SAP kicked off a massive restructuring at the start of last year, spending more than $2 billion to expand its cloud business and accelerate ERP migrations.
While the company showed some flexibility earlier this year, promising to extend business continuity services for some customers through 2033, the broader timeline remains unchanged: Mainstream maintenance support for legacy SAP ERP Central Component systems will end in 2027.
The specter of supply chain disruptions, mounting inflation and a global trade war triggered by President Donald Trump’s punitive tariffs has already taken a toll on IT budgets.
Organizations looking at a costly ERP modernization may hit pause on their plans if uncertainty surrounding U.S. trade policy persists, analysts told CIO Dive shortly after the levies were announced earlier this month.
This may be a difficult time for businesses to embark on multimillion-dollar modernization projects without seeing immediate value, Klein acknowledged.
SAP is banking on real-time trade management, financial modeling and cross-functional budgeting capabilities built into the cloud-based ERP suite to overcome headwinds and deliver tangible short-term gains.

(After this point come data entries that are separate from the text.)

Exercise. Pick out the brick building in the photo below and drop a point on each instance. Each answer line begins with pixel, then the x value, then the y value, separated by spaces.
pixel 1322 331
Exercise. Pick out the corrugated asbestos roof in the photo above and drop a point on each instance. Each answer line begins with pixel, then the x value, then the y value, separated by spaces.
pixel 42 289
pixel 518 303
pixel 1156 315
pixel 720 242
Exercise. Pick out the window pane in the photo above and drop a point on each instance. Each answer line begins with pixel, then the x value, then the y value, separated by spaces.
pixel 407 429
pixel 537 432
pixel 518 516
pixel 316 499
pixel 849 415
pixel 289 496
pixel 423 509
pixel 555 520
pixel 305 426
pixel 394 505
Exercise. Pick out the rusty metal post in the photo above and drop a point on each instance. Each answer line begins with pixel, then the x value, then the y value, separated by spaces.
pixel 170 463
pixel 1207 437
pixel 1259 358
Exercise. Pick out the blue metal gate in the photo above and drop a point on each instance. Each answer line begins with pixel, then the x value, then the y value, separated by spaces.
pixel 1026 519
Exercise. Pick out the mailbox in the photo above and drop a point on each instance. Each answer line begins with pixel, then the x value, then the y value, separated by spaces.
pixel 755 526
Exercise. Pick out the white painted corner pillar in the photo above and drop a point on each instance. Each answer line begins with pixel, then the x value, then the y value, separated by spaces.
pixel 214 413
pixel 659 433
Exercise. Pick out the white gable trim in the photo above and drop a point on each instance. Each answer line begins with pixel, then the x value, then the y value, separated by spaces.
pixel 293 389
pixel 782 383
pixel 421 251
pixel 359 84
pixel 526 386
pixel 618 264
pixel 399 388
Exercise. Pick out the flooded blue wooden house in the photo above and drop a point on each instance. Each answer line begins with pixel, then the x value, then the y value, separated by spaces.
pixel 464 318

The company has updated its RISE with SAP migration package, adding a business transformation management toolkit and making it easier for customers to move from private to public cloud within their existing contracts, Klein said.
SAP rolled out an expanded S/4HANA private cloud bundle through the RISE program and added the SAP Build low-code developer toolkit to the private and public cloud suites Tuesday.
“We are updating our RISE offering with enhanced packages,” Klein said. “We can't change external uncertainty, but we can help our customers … manage those challenges.”